Manfred Pranger (AUT, 1er): "Je savais que Grange était sorti. J'ai décidé de ne pas prendre trop de risques au départ, ce qui ne m'a pas empêché de faire quelques fautes sur le haut du parcours. Mais j'ai repris mon calme et réussi à rétablir ma constance après cela. Quand j'ai passé la ligne, je me suis retourné. Je n'ai pas vu tout de suite mon nom. Ensuite, l'émotion m'a saisi. C'était ma 5e grande compétition (4 Mondiaux et JO 2002) et ma première médaille. Cet or est un grand succès pour moi mais aussi pour l'équipe d'Autriche qui a traversé des moments difficiles. Il y a eu beaucoup d'éliminations et d'abandons. Les conditions étaient excellentes mais aux Mondiaux seule compte la médaille. Tout le monde s'est donc battu à fond et sur une piste aussi difficile les déchets sont importants. Si ça avait été une épreuve de Coupe du monde, je pense que 24 ou 25 (sur 30) seraient arrivés, et non pas 17".
Julien Lizeroux (FRA, 2e) : "Ce qui est incroyable, c'est que quand on arrive aux Championnats du monde en France, on se dit qu'avoir une médaille ce serait génial, et aujourd'hui, il y a une petite déception de ne pas être champion du monde. Vice-champion du monde en France, ça sonnait bien, finalement c'est double vice-champion du monde. J'ai tout donné dans la 2e manche".
Michael Janyk (CAN, 3e): "C'est quelque chose d'incroyable. L'an dernier, on n'existait pas en slalom. Je revenais d'une saison difficile avec une blessure musculaire au dos. Avec les entraîneurs, on s'est dit qu'on ne pouvait rester une équipe de 3e zone (en slalom) et qu'il fallait beaucoup travailler. On nous a mis à notre disposition une piste d'entraînement à Kirchberg (Autriche), et ça nous a beaucoup aidés Je savais que je pouvais bien faire, mais de là à accrocher une médaille. La première pour un Canadien en slalom, c'est inimaginable. L'or de John Kucera en descente nous a donné une grande force. L'année prochaine, j'ai une grande chance. La pente des jeux Olympiques (à Whistler Mountain) est à 5 minutes de chez moi, c'est là que je me suis cassé une jambe à 13 ans. C'est une grande chance de pouvoir évoluer dans son pays, devant sa famille, ses amis".
Jean-Baptiste Grange (FRA, éliminé en 2nde manche) : C'est des moments qui ne sont pas faciles. Je n'ai pas à rougir, je me suis bien donné. Ca se joue à pas grand-chose. Ce sont des fautes qui arrivent, mon ski droit a touché la spatule de mon ski gauche. Mais avec la manière que j'ai mis, c'est déjà beau. (A propos de Julien Lizeroux, médaillé d'argent) C'est chacun son tour. J'ai eu aussi mes moments de gloire, il y en aura d'autres. Je vais essayer d'aller chercher le globe".

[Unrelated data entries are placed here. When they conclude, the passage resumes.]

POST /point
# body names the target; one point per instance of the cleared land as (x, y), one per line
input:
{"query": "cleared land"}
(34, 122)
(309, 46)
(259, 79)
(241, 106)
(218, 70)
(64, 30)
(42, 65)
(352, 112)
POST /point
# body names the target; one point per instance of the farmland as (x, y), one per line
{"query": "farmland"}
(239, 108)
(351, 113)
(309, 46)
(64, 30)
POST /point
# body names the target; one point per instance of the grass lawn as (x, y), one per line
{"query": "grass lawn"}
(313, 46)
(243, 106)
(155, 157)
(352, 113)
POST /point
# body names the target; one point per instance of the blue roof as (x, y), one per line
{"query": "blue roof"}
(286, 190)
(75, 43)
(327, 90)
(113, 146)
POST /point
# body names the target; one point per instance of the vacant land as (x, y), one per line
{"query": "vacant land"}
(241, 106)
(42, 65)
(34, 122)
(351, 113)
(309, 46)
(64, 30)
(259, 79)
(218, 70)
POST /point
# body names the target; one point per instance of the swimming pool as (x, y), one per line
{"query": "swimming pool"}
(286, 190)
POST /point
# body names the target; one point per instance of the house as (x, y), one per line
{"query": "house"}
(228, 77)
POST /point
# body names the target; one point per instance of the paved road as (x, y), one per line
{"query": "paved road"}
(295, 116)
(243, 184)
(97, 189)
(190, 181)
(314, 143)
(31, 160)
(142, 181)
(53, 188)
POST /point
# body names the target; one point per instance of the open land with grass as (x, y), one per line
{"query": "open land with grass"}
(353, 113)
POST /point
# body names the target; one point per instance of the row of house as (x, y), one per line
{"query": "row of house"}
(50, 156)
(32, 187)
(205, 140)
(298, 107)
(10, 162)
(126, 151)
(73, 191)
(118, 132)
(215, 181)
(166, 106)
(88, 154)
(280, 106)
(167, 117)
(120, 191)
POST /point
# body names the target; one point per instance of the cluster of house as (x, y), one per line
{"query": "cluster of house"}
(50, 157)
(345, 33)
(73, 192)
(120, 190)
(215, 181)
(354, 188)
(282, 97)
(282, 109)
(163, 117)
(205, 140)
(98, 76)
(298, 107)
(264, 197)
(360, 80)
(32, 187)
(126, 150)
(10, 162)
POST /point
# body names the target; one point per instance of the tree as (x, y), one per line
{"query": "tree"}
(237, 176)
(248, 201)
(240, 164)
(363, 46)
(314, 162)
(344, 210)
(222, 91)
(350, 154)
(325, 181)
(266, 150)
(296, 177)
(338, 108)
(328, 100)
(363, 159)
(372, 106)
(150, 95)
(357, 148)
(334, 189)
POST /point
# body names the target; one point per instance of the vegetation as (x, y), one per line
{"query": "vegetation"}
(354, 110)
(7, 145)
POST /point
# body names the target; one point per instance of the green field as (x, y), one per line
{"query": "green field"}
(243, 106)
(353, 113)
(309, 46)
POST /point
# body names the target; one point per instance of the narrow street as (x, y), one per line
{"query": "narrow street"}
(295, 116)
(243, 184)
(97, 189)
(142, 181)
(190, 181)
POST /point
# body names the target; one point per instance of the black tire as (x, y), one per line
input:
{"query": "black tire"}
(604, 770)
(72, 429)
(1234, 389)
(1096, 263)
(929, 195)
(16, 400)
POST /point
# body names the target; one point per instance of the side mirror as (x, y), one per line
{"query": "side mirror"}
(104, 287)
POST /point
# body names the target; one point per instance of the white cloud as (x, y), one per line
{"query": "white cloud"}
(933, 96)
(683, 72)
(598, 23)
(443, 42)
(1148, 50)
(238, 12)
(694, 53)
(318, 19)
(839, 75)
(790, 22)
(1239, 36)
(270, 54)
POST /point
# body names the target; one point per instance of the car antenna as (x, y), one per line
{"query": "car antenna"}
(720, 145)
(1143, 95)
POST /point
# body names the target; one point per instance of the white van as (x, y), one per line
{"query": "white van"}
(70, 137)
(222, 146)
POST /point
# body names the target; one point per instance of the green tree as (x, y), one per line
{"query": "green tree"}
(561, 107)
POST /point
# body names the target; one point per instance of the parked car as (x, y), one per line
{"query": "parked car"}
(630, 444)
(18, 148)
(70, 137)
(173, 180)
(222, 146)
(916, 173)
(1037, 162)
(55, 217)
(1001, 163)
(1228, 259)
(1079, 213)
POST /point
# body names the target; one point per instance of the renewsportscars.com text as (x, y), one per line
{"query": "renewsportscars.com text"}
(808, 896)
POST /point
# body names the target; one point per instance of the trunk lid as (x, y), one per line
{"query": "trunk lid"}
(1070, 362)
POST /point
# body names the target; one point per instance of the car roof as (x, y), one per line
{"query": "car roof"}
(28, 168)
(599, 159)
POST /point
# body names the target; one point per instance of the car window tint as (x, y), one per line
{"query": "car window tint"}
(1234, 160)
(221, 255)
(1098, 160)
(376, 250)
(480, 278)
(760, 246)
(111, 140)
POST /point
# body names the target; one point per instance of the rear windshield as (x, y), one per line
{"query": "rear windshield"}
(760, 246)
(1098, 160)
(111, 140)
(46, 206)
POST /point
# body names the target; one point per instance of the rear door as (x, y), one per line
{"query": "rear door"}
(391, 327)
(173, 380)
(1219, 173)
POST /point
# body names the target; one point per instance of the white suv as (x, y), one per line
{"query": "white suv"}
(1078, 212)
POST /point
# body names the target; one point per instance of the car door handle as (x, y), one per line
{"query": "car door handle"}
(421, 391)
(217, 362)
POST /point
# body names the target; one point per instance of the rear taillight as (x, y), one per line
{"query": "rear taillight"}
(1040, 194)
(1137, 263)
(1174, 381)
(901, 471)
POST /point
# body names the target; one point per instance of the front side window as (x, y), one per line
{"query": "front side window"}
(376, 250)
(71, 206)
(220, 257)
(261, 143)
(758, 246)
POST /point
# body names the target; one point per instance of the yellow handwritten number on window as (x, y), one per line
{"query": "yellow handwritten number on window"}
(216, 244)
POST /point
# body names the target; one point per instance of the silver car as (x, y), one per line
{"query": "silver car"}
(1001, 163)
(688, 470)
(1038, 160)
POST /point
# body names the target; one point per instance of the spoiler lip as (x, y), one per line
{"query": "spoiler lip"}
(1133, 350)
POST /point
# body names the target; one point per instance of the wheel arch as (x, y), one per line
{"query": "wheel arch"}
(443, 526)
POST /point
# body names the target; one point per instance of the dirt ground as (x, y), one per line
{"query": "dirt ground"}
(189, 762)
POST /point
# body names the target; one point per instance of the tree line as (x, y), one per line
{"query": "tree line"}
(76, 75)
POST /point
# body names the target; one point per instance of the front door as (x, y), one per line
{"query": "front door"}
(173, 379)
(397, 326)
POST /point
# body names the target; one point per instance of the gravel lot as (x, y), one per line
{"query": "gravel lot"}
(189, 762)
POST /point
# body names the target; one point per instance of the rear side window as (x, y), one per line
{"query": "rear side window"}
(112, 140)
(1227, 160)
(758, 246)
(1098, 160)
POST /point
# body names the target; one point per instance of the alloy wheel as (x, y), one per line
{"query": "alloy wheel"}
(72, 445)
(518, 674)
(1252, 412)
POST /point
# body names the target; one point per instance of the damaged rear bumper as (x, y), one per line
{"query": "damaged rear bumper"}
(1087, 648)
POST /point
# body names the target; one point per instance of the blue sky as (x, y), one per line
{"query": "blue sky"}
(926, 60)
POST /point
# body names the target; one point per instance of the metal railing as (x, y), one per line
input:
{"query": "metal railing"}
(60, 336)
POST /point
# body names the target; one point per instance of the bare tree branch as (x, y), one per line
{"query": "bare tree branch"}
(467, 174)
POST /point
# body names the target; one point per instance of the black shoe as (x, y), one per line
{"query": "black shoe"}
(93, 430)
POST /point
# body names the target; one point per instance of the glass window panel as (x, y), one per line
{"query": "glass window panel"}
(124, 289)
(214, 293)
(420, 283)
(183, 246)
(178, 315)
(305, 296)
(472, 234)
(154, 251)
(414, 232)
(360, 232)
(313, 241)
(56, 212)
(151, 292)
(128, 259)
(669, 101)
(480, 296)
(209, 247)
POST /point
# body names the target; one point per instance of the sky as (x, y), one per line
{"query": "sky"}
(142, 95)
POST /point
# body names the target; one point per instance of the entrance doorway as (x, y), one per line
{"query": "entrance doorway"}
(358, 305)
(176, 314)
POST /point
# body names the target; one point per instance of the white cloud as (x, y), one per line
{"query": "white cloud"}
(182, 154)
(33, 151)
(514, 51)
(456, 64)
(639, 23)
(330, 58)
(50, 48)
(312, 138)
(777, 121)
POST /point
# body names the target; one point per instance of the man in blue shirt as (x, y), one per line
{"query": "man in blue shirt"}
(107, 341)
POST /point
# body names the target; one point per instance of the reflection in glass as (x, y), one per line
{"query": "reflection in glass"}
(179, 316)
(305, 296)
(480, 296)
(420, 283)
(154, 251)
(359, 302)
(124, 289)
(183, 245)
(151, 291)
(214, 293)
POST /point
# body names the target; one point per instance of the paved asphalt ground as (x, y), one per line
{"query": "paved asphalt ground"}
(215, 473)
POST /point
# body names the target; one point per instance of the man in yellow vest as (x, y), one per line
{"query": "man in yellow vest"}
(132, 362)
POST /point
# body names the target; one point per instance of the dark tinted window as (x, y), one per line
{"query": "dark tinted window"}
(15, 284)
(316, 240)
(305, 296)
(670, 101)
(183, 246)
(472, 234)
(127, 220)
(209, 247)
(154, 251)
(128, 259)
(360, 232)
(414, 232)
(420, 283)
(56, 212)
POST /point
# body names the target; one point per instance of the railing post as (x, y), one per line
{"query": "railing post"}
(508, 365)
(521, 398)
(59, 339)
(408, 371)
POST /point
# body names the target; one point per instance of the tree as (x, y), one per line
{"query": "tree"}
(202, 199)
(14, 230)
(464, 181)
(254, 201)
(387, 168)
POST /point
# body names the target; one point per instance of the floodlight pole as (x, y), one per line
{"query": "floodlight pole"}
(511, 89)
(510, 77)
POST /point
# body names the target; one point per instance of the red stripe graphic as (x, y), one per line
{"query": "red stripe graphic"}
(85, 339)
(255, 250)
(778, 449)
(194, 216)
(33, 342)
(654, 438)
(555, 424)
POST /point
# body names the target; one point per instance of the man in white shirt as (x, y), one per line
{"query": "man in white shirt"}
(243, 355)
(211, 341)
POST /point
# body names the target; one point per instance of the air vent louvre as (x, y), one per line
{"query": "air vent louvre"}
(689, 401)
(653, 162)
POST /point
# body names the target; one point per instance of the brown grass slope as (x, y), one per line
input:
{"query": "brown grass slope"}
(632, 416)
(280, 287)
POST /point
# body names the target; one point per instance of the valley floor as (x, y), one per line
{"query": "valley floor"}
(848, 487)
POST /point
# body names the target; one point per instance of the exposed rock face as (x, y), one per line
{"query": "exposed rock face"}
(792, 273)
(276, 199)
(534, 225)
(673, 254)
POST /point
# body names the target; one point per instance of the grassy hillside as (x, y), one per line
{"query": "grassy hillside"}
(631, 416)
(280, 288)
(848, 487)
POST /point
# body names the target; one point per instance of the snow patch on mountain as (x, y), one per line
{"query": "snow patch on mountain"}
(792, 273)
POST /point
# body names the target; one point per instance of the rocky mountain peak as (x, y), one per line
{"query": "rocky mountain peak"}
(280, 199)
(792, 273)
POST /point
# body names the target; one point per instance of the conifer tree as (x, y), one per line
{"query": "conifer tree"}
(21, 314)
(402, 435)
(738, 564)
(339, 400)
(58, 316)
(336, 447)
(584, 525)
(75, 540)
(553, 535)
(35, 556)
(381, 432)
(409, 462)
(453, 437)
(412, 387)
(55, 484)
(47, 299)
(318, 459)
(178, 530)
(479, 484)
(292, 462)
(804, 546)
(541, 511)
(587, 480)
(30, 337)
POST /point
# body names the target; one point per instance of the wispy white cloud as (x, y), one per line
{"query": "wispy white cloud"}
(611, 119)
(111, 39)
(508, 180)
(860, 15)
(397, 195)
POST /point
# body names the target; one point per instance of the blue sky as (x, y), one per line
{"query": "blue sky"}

Yves Dimier (DTA de l'équipe de France): "C'était un beau slalom. Il y a eu beaucoup d'abandons dont Jean-Baptiste (Grange). C'est difficile mais il va digérer et repartir sur la Coupe du monde. C'est un sportif de haut niveau. Julien (Lizeroux) a été transcendé. Avant Kitzbühel, il n'avait jamais fait de podium. Et en mois, il compte une victoire (Coupe du monde) et deux médailles."
Jacques Théolier (Entraîneur des slalomeurs français et auteur du tracé de la 2nd manche): "On avait décidé d'y aller pour gagner. Pour Jibé (Grange), ça se joue à deux centimètres. Malheureusement, il a croisé les skis. Il est passé à côté de ses Mondiaux. Il a eu l'impression d'avoir toute la pression des Mondiaux sur le dos. Il lui reste deux slaloms (Kranjska Gora et Äre/finale, ndlr) et s'il réussit, il oubliera ses Mondiaux. Julien (Lizeroux) a été phénoménal, avec deux médailles (argent en super-combiné et slalom). Il monte en régime. Je ne suis pas surpris. Le mental a fait la différence."
Gilles Brenier (Directeur sportif de l'équipe de France masculine): "C'est fantastique. Depuis Kitzbühel, il (Julien Lizeroux) monte en puissance. Il est même un outsider. C'est la récompense du courage. Le super-combiné (2e) l'a libéré. Jean-Baptiste (Grange) avait beaucoup de pression. Ce n'est pas évident à gérer si jeune. Il était venu avec de grosses ambitions. Il n'a pas démérité. Il a tapé et croisé ses skis. Il ne fait pas de mauvais Championnats du monde, c'est de l'expérience pour les JO. Maintenant son objectif, c'est le globe (le classement de la Coupe du monde de slalom)."